2nd & 4th Mayor of Hoboken, New Jersey
- In office April 1859 – April 1860
- Preceded by: George W. Morton
- Succeeded by: John R. Johnston
- In office April 1857 – April 1858
- Preceded by: Cornelius V. Clickener
- Succeeded by: George W. Morton

Personal details
- Born: February 8, 1818 New York
- Died: April 17, 1863 (aged 45) Paris, France
- Party: Republican

= Franklin B. Carpenter =

American politician

Franklin B. Carpenter (February 8, 1818 – April 17, 1863) was an American lumber merchant and politician who served in the New York State Assembly in 1845 representing Otsego County as well as served for two non-consecutive terms as the second and fourth Mayor of Hoboken, New Jersey, from 1857 to 1858 and 1859 to 1860, and for one term in the New Jersey General Assembly in 1861.

==Biography==
Carpenter was born in New York on February 8, 1818, to Joseph Carpenter and Hannah Olmstead.
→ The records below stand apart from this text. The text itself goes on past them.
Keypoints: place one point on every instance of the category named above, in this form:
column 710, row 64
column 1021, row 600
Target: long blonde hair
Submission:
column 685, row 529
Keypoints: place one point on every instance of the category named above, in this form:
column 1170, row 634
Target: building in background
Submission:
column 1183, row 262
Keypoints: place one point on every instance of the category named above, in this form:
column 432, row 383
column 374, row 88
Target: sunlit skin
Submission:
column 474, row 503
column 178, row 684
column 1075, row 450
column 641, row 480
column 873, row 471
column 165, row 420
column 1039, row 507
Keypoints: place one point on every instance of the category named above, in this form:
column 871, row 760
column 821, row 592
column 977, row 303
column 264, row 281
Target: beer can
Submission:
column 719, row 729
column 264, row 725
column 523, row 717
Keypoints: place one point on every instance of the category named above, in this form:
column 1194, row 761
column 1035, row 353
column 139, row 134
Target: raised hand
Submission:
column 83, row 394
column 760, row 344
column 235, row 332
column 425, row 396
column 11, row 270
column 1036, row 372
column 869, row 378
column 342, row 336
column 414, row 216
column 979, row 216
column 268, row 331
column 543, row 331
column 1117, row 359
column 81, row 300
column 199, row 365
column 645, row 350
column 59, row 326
He served in the New York State Assembly from Otsego County in the 68th New York State Legislature in 1845. He served non-consecutive terms as the second and fourth mayor of Hoboken, New Jersey, from 1857 to 1858 and 1859 to 1860, and one term in the New Jersey General Assembly in 1861. He died on April 17, 1863, in Paris, France.